Wednesday, May 17, 2017

The Coaching Habit - Michael Bungay Stanier - Part 2

The Coaching Habit - Michael Bungay Stanier
The Coaching Habit -
Michael Bungay Stanier
2017 Reading Challenge - Day 137
  May 17, 2017 

Book 39 - The Coaching Habit -
Say Less, Ask More and Change the Way You Lead Forever

Michael Bungay Stanier (2016)
 Part 2 - pages 49-104
Reading Time - 1 hour

Alright... we get Questions 2 and 3 in this section. The first three questions that open up the coaching for development work together really well.

Question 2 is the AWE question... "And What Else". So when the person has finished telling you What's on Their Mind... you ask... And What Else... so that every comes out onto the table. Most of the time, we work with binary solutions - this or that... but by asking the AWE question, we can actually find more solutions. The AWE question also tames the Advice Monster in each of us that, once it hears What's on somebody's mind, wants to jump in there and fix things. We don't have the answer... but we think we do! You have to stay curious when you ask this question, and that seems to be a common theme... stay curious... and stay genuine! Apparently, most people do not ask the AWE questions often enough... the author suggests 3-5 times. And if you end up with 4 options/solutions... that's a good number.
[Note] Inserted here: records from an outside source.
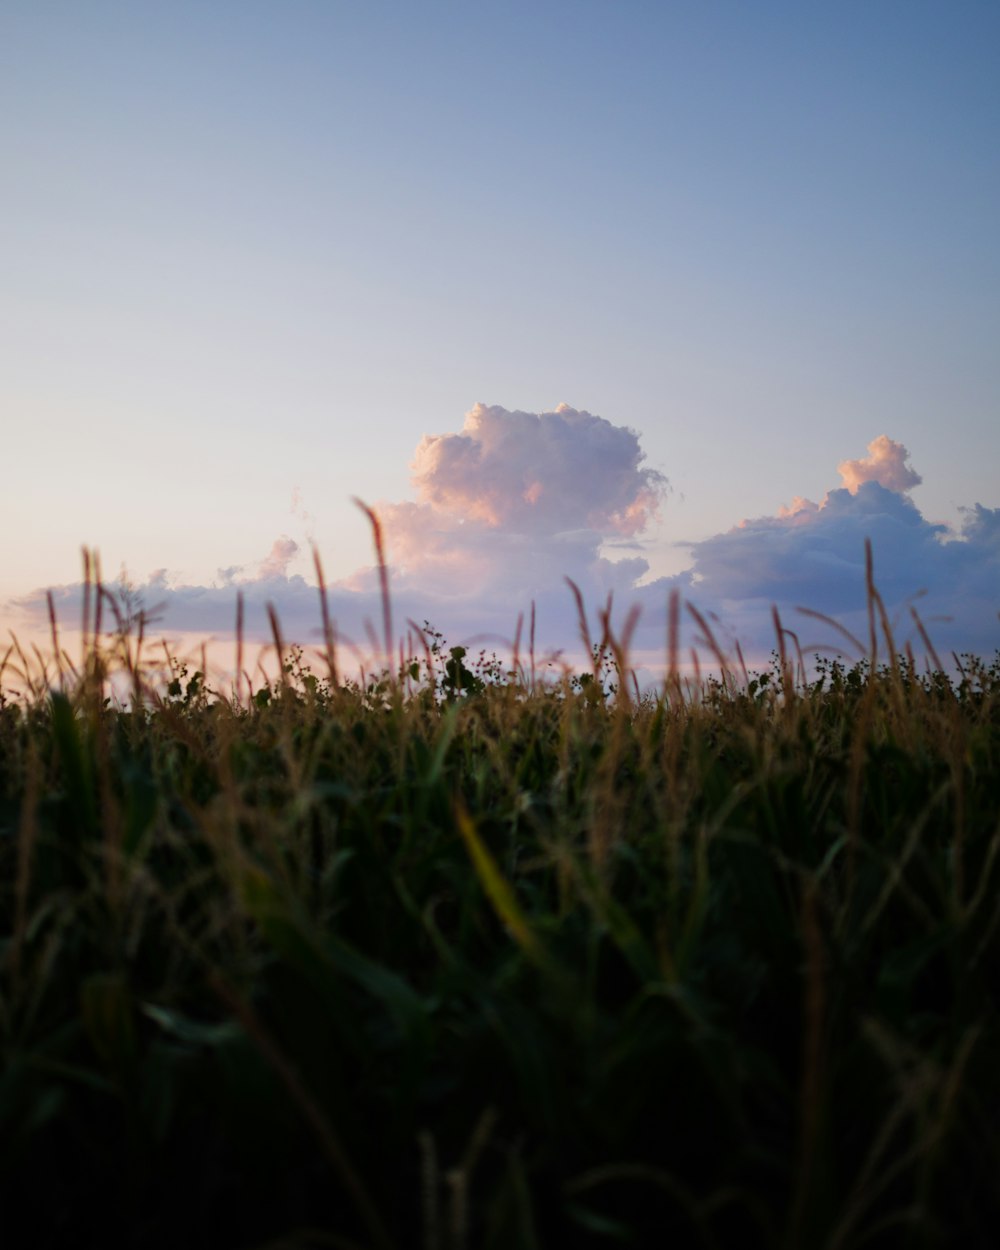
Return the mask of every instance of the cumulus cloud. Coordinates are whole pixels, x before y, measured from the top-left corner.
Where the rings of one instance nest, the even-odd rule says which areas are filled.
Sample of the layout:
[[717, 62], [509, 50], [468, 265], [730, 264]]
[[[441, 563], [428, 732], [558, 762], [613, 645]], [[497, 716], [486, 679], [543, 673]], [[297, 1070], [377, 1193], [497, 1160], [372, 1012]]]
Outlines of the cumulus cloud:
[[643, 460], [634, 430], [566, 404], [543, 413], [476, 404], [457, 434], [421, 440], [416, 501], [377, 507], [397, 583], [522, 598], [564, 574], [594, 590], [631, 584], [648, 568], [641, 557], [608, 561], [599, 549], [658, 515], [667, 482]]
[[924, 480], [906, 463], [909, 455], [902, 443], [880, 434], [868, 444], [868, 455], [863, 460], [843, 460], [837, 465], [837, 472], [852, 495], [865, 482], [878, 482], [886, 490], [907, 491]]
[[639, 436], [560, 404], [508, 412], [476, 404], [458, 434], [426, 435], [411, 468], [417, 497], [440, 518], [513, 533], [636, 534], [666, 485], [642, 468]]
[[[457, 434], [421, 440], [416, 500], [376, 507], [397, 593], [446, 600], [464, 621], [488, 609], [506, 620], [512, 605], [544, 600], [554, 630], [566, 616], [552, 602], [553, 590], [566, 598], [564, 577], [588, 597], [630, 590], [648, 562], [607, 559], [602, 545], [634, 542], [659, 514], [667, 481], [643, 461], [634, 430], [566, 404], [543, 413], [476, 404]], [[371, 590], [374, 572], [347, 584]]]
[[867, 458], [838, 466], [844, 485], [821, 503], [797, 498], [775, 516], [692, 544], [691, 568], [673, 584], [758, 654], [774, 645], [772, 604], [807, 646], [838, 638], [800, 607], [866, 637], [870, 540], [876, 585], [900, 645], [918, 642], [913, 605], [942, 649], [991, 653], [1000, 646], [1000, 509], [963, 510], [957, 533], [928, 521], [906, 493], [921, 478], [903, 444], [883, 435], [868, 450]]
[[925, 521], [912, 500], [878, 482], [832, 490], [822, 504], [743, 521], [692, 547], [692, 571], [706, 595], [787, 602], [798, 597], [840, 611], [864, 591], [864, 545], [879, 555], [883, 593], [919, 588], [921, 570], [940, 560], [946, 527]]

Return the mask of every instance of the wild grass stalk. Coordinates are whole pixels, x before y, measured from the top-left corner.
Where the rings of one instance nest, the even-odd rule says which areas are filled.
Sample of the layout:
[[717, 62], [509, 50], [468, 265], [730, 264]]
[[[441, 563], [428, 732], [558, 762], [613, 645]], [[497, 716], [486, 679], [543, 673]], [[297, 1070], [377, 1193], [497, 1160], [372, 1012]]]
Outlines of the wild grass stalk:
[[368, 504], [363, 503], [360, 499], [354, 500], [355, 504], [368, 518], [368, 524], [371, 526], [372, 542], [375, 546], [375, 559], [378, 566], [378, 583], [379, 592], [382, 597], [382, 637], [384, 640], [383, 659], [386, 667], [392, 665], [393, 653], [393, 631], [392, 631], [392, 599], [389, 593], [389, 565], [385, 555], [385, 540], [382, 535], [382, 522], [378, 518], [378, 513]]

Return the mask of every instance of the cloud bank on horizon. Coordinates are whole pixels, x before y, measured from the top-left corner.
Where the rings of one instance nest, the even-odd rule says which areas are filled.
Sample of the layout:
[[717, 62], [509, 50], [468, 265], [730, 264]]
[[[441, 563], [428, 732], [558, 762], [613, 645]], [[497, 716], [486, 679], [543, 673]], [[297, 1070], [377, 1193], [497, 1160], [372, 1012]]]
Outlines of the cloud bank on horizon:
[[[909, 496], [921, 477], [908, 459], [902, 443], [881, 435], [866, 457], [838, 466], [842, 485], [819, 503], [795, 497], [772, 516], [685, 544], [687, 571], [644, 582], [649, 564], [638, 552], [668, 482], [644, 465], [636, 431], [565, 404], [543, 413], [477, 404], [458, 433], [420, 442], [411, 464], [416, 499], [375, 506], [395, 619], [429, 621], [450, 641], [510, 639], [518, 614], [534, 603], [539, 646], [573, 650], [578, 623], [568, 577], [595, 621], [609, 594], [619, 622], [637, 604], [635, 646], [653, 657], [662, 655], [666, 605], [676, 588], [713, 621], [720, 640], [739, 639], [759, 660], [774, 647], [772, 604], [806, 649], [842, 638], [798, 614], [800, 606], [865, 636], [870, 539], [900, 645], [918, 644], [908, 611], [917, 601], [940, 650], [991, 654], [1000, 646], [1000, 508], [963, 509], [958, 532], [927, 520]], [[621, 548], [636, 554], [605, 554]], [[282, 535], [257, 564], [220, 569], [210, 586], [179, 584], [160, 569], [134, 590], [157, 609], [161, 632], [231, 636], [239, 591], [248, 637], [268, 636], [266, 608], [273, 603], [286, 635], [308, 642], [317, 638], [320, 613], [316, 587], [289, 574], [299, 551]], [[328, 589], [338, 633], [362, 642], [371, 632], [366, 622], [381, 619], [377, 568], [359, 569]], [[53, 590], [60, 616], [78, 610], [80, 593], [79, 585]], [[41, 620], [45, 591], [14, 606]], [[685, 643], [696, 635], [688, 622]]]

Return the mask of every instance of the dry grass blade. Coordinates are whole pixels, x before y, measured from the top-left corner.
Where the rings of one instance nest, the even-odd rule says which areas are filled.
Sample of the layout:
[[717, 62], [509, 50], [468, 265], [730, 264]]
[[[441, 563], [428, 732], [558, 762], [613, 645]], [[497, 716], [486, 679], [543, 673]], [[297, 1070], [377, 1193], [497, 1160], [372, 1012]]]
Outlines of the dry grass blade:
[[63, 672], [62, 664], [62, 648], [59, 646], [59, 622], [56, 619], [56, 602], [52, 597], [52, 591], [45, 592], [45, 604], [49, 613], [49, 631], [52, 637], [52, 654], [55, 657], [56, 672], [59, 676], [59, 689], [65, 691], [66, 676]]
[[283, 688], [288, 686], [288, 673], [285, 668], [285, 642], [281, 636], [281, 624], [278, 612], [273, 603], [267, 605], [267, 619], [271, 623], [271, 636], [274, 639], [274, 650], [278, 657], [278, 673]]
[[[899, 661], [896, 657], [896, 641], [893, 638], [892, 626], [889, 624], [889, 614], [885, 610], [885, 600], [879, 593], [878, 587], [875, 585], [875, 566], [872, 556], [872, 540], [865, 539], [865, 585], [868, 591], [868, 612], [870, 628], [874, 633], [874, 616], [872, 609], [878, 612], [879, 623], [882, 626], [882, 633], [885, 636], [885, 645], [889, 649], [889, 665], [893, 674], [899, 676]], [[875, 653], [872, 653], [872, 667], [875, 667]]]
[[771, 620], [774, 622], [774, 633], [778, 640], [778, 661], [781, 665], [781, 685], [787, 698], [792, 691], [792, 682], [790, 679], [788, 665], [788, 649], [785, 646], [785, 627], [781, 623], [781, 613], [778, 611], [776, 603], [771, 604]]
[[822, 621], [824, 625], [829, 625], [831, 629], [836, 630], [840, 634], [841, 638], [847, 639], [858, 656], [864, 655], [865, 644], [856, 634], [852, 634], [846, 625], [842, 625], [840, 621], [834, 620], [832, 616], [828, 616], [825, 612], [817, 612], [813, 608], [797, 607], [795, 611], [800, 612], [803, 616], [811, 617], [815, 621]]
[[[608, 596], [608, 606], [601, 613], [602, 634], [599, 653], [604, 654], [605, 652], [610, 652], [612, 658], [614, 659], [615, 668], [618, 670], [618, 700], [620, 706], [626, 710], [632, 703], [632, 692], [630, 691], [629, 686], [630, 684], [634, 684], [629, 681], [631, 670], [629, 668], [628, 652], [632, 642], [632, 636], [635, 633], [635, 627], [639, 623], [639, 616], [641, 615], [641, 612], [642, 609], [639, 605], [633, 604], [625, 618], [625, 624], [622, 626], [620, 637], [616, 637], [611, 628], [610, 595]], [[634, 677], [634, 674], [632, 674], [632, 676]]]
[[327, 601], [326, 579], [323, 576], [323, 562], [319, 556], [319, 548], [313, 543], [313, 566], [316, 569], [316, 585], [319, 588], [320, 619], [323, 624], [323, 647], [326, 655], [326, 671], [330, 685], [336, 689], [340, 685], [340, 673], [337, 669], [337, 640], [330, 621], [330, 604]]
[[795, 659], [797, 665], [795, 670], [796, 678], [804, 686], [806, 684], [806, 661], [805, 656], [802, 654], [802, 645], [799, 642], [799, 636], [794, 629], [786, 629], [785, 633], [795, 644]]
[[736, 658], [740, 662], [740, 672], [743, 674], [743, 684], [748, 686], [750, 684], [750, 672], [747, 669], [747, 662], [743, 658], [743, 648], [740, 646], [740, 640], [738, 638], [736, 639]]
[[243, 673], [243, 591], [236, 592], [236, 706], [242, 701], [240, 683]]
[[514, 641], [510, 649], [510, 667], [511, 671], [517, 676], [518, 680], [523, 678], [521, 672], [521, 634], [524, 631], [524, 613], [518, 612], [517, 625], [514, 629]]
[[535, 601], [531, 601], [531, 629], [528, 633], [528, 659], [531, 662], [531, 689], [535, 689]]
[[878, 663], [878, 630], [875, 628], [875, 565], [870, 538], [865, 539], [865, 593], [868, 603], [868, 659], [874, 670]]
[[373, 508], [362, 500], [355, 498], [354, 503], [368, 518], [372, 527], [372, 539], [375, 543], [375, 558], [378, 561], [378, 584], [382, 595], [382, 631], [385, 645], [385, 663], [392, 664], [392, 600], [389, 596], [389, 566], [385, 559], [385, 542], [382, 537], [382, 522]]
[[686, 604], [686, 607], [687, 607], [687, 610], [691, 613], [691, 616], [694, 618], [695, 624], [701, 630], [702, 638], [703, 638], [705, 645], [708, 647], [711, 653], [715, 656], [715, 662], [719, 666], [719, 677], [720, 677], [720, 680], [722, 681], [723, 688], [728, 690], [729, 689], [729, 661], [727, 660], [726, 655], [723, 652], [722, 648], [719, 646], [718, 640], [715, 637], [712, 627], [709, 625], [708, 621], [705, 620], [704, 616], [702, 616], [702, 614], [698, 611], [698, 609], [694, 606], [693, 603], [689, 602], [688, 604]]
[[[590, 660], [590, 662], [594, 665], [596, 669], [597, 660], [594, 658], [594, 644], [591, 641], [591, 637], [590, 637], [590, 626], [587, 624], [587, 609], [584, 606], [583, 595], [580, 593], [580, 587], [576, 584], [576, 582], [573, 581], [571, 577], [566, 577], [563, 580], [565, 581], [566, 585], [570, 588], [570, 591], [573, 594], [573, 599], [576, 603], [576, 619], [580, 627], [580, 641], [583, 643], [583, 648], [587, 654], [588, 659]], [[535, 624], [534, 604], [532, 604], [532, 608], [531, 608], [531, 624], [532, 624], [532, 637], [534, 637], [534, 624]]]
[[681, 592], [671, 588], [667, 600], [667, 690], [680, 692], [677, 657], [680, 652]]
[[91, 565], [94, 570], [94, 638], [93, 638], [93, 654], [97, 659], [99, 656], [101, 626], [104, 623], [104, 583], [101, 579], [101, 559], [96, 551], [91, 552]]
[[90, 548], [81, 548], [81, 555], [83, 557], [83, 594], [81, 595], [80, 646], [82, 650], [80, 669], [86, 673], [90, 635]]
[[917, 609], [913, 606], [912, 603], [910, 604], [910, 616], [913, 617], [913, 623], [916, 625], [917, 632], [920, 634], [921, 642], [927, 648], [927, 654], [930, 656], [934, 664], [934, 668], [939, 673], [943, 672], [944, 665], [941, 663], [938, 653], [934, 649], [934, 644], [931, 642], [930, 635], [928, 634], [926, 628], [924, 627], [923, 621], [920, 619], [920, 613], [917, 611]]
Question 3 is the Focus Question. When someone first tells us what is on their mind... we can think that that is the actual/real problem. But it's usually not. We do want to fix it though but we can end up wasting our time fixing the wrong problem. First problem is not always Real problem... So... ask - What's the Real Challenge here for You? It gets them to cut to the chase because sometimes, when you've asked what's on their mind, you get a huge pile of problems. Sooo... by asking What's the Real Challenge here for You?, you get them to identify it. The author says that just adding "for you" to the end of other questions can also work wonders.

There are also some Question tidbits in here... If you know what question to ask... get to the point and ask it. Stop doing the opening chit-chat. Just get to it. A good opening line is "Out of curiosity....".
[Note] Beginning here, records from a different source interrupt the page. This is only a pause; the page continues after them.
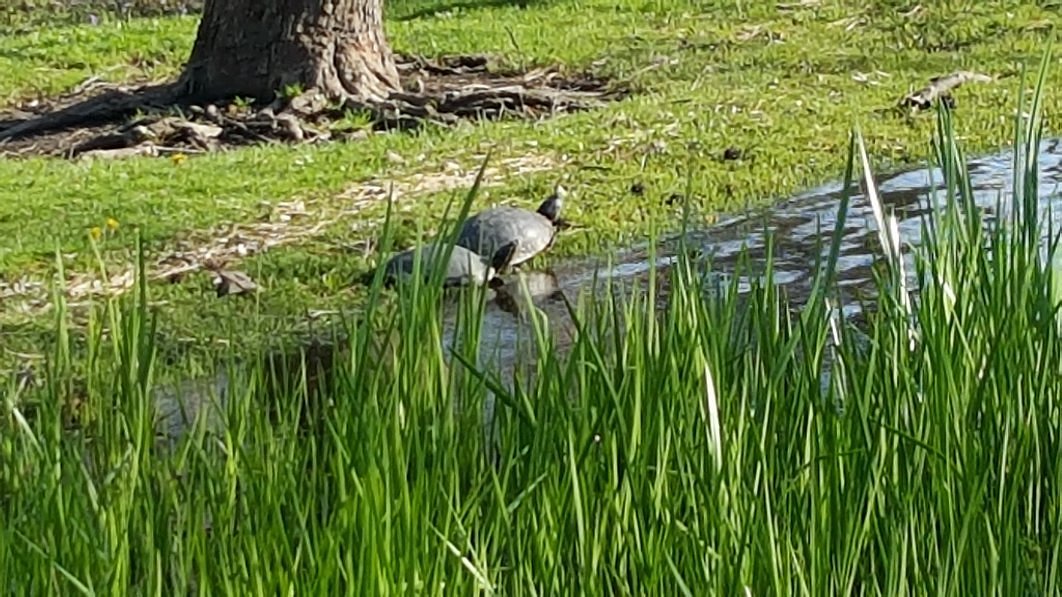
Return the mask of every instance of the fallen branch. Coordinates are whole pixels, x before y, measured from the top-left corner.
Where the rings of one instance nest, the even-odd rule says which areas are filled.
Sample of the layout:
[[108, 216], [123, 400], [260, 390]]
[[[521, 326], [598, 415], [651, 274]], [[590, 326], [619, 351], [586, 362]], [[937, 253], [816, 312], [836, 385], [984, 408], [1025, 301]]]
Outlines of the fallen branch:
[[988, 75], [982, 75], [980, 73], [966, 70], [956, 71], [950, 75], [934, 77], [929, 80], [929, 85], [926, 85], [914, 93], [906, 95], [900, 100], [900, 107], [912, 108], [914, 110], [928, 110], [933, 106], [933, 102], [938, 100], [947, 102], [949, 106], [954, 106], [955, 100], [951, 97], [951, 92], [963, 83], [991, 83], [993, 81], [995, 81], [995, 79]]
[[81, 153], [82, 159], [105, 159], [105, 160], [120, 160], [124, 158], [131, 158], [134, 156], [150, 156], [155, 157], [159, 155], [159, 148], [152, 143], [145, 143], [143, 145], [137, 145], [134, 147], [119, 147], [115, 149], [94, 149], [92, 151], [85, 151]]
[[258, 284], [247, 274], [234, 269], [214, 270], [214, 289], [218, 298], [230, 294], [257, 292]]
[[[119, 128], [113, 133], [104, 133], [70, 149], [71, 157], [87, 152], [129, 150], [139, 145], [186, 145], [209, 151], [217, 145], [216, 139], [225, 131], [213, 124], [190, 122], [180, 118], [166, 116], [162, 118], [144, 118]], [[127, 152], [137, 155], [135, 152]]]

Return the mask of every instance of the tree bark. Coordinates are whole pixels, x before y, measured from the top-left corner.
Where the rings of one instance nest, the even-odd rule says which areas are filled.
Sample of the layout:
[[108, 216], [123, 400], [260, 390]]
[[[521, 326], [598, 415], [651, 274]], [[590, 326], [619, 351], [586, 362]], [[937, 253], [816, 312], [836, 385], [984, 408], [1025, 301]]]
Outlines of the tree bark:
[[297, 85], [375, 103], [400, 89], [383, 0], [207, 0], [182, 83], [197, 101]]

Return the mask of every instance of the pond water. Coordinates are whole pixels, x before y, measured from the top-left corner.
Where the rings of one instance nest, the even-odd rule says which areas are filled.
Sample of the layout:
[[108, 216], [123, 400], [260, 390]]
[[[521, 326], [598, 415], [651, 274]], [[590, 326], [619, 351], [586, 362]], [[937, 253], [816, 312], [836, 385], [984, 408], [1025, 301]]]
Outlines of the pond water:
[[[1045, 141], [1038, 159], [1040, 206], [1050, 217], [1057, 218], [1062, 213], [1060, 141]], [[968, 164], [974, 189], [973, 202], [988, 219], [998, 215], [995, 212], [1000, 193], [1009, 197], [1013, 190], [1012, 160], [1013, 153], [1007, 151]], [[933, 209], [931, 190], [943, 188], [942, 174], [935, 170], [914, 169], [876, 175], [876, 181], [882, 202], [895, 211], [901, 244], [918, 244], [923, 217]], [[784, 287], [789, 300], [799, 305], [811, 290], [816, 263], [824, 259], [829, 250], [829, 237], [836, 224], [842, 191], [840, 183], [825, 185], [764, 209], [731, 215], [708, 228], [688, 233], [687, 246], [710, 259], [713, 273], [726, 275], [735, 270], [743, 252], [751, 265], [763, 263], [768, 235], [771, 235], [774, 283]], [[858, 189], [853, 191], [837, 264], [838, 285], [848, 295], [843, 311], [846, 316], [859, 312], [859, 299], [872, 298], [872, 267], [882, 255], [871, 207]], [[938, 197], [942, 199], [943, 194]], [[505, 288], [488, 304], [484, 313], [480, 366], [496, 370], [502, 379], [511, 379], [515, 368], [532, 362], [533, 336], [531, 324], [525, 316], [526, 308], [520, 308], [521, 304], [526, 305], [521, 287], [529, 291], [534, 306], [548, 317], [551, 331], [563, 347], [572, 330], [562, 296], [574, 302], [579, 293], [590, 289], [595, 280], [618, 281], [621, 286], [634, 281], [644, 282], [653, 265], [651, 253], [655, 255], [652, 259], [657, 272], [663, 274], [675, 259], [676, 245], [676, 239], [665, 239], [656, 245], [655, 252], [641, 247], [613, 255], [608, 261], [571, 260], [548, 271], [521, 271], [507, 276]], [[740, 290], [743, 281], [738, 282]], [[443, 337], [448, 346], [454, 342], [453, 321], [452, 315], [448, 315]], [[331, 353], [319, 353], [319, 356], [321, 354], [327, 357]], [[319, 362], [323, 361], [319, 359]], [[170, 438], [176, 437], [187, 421], [194, 420], [198, 411], [212, 403], [223, 404], [228, 389], [229, 378], [224, 372], [213, 379], [190, 380], [159, 388], [159, 431]], [[214, 396], [218, 398], [216, 403], [212, 399]]]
Another tidbit... don't disguise ideas as questions... we can be bad at this. "Have you thought about...?" "What about....?" These "questions" are just advice with a question mark attached. Stop it.
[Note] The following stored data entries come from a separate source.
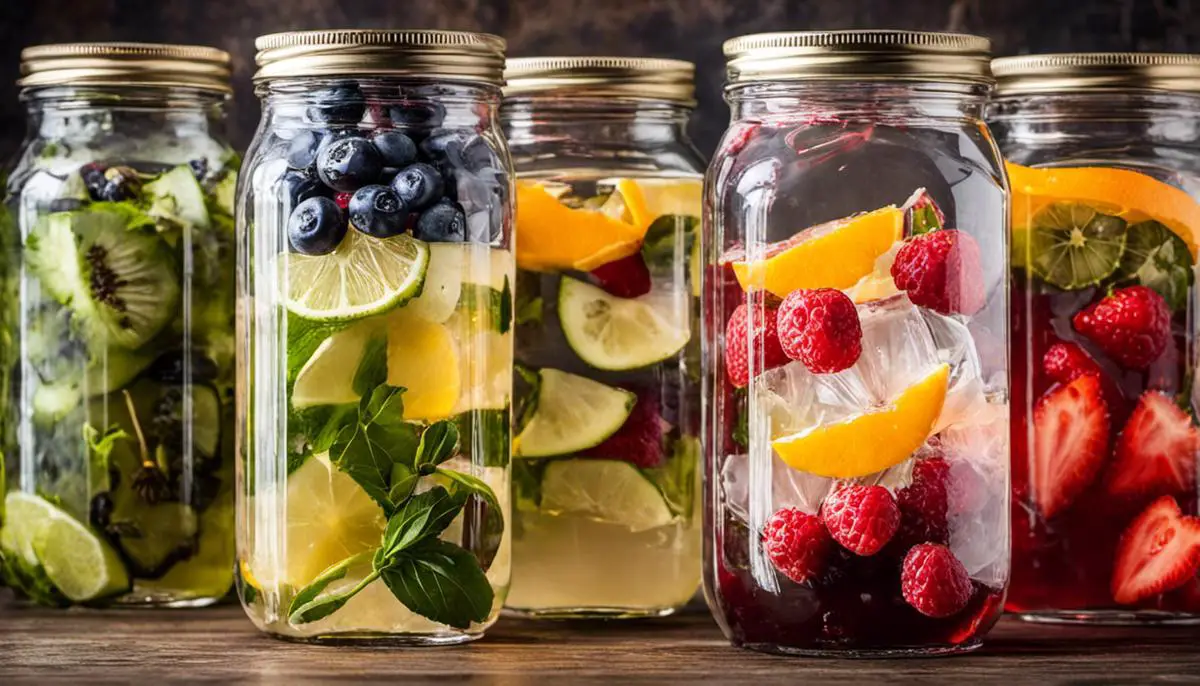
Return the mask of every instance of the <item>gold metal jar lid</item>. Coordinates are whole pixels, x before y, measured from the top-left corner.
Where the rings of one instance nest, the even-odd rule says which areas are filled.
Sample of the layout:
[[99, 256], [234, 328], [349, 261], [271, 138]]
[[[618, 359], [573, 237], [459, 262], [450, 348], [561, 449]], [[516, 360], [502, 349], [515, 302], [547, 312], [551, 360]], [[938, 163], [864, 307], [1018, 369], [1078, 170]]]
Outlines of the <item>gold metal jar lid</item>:
[[504, 70], [506, 96], [564, 95], [696, 104], [696, 65], [655, 57], [521, 57]]
[[1159, 90], [1200, 93], [1200, 55], [1083, 52], [992, 60], [999, 95]]
[[304, 76], [406, 76], [504, 83], [504, 39], [466, 31], [289, 31], [259, 36], [255, 81]]
[[963, 33], [758, 33], [727, 40], [724, 50], [729, 85], [854, 79], [993, 83], [991, 42]]
[[203, 45], [59, 43], [21, 51], [22, 88], [184, 86], [232, 92], [229, 53]]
Another tidbit... stick to questions starting with "What" rather than "Why". A why question can very easily end up sounding like "What the heck were you thinking!!?" Better to ask... "What were you hoping for here? What made you choose this course of action?" "What's important for you here?". These tend to keep the conversation open and flowing rather than sending someone into their defensive little hole because they feel like they are in trouble.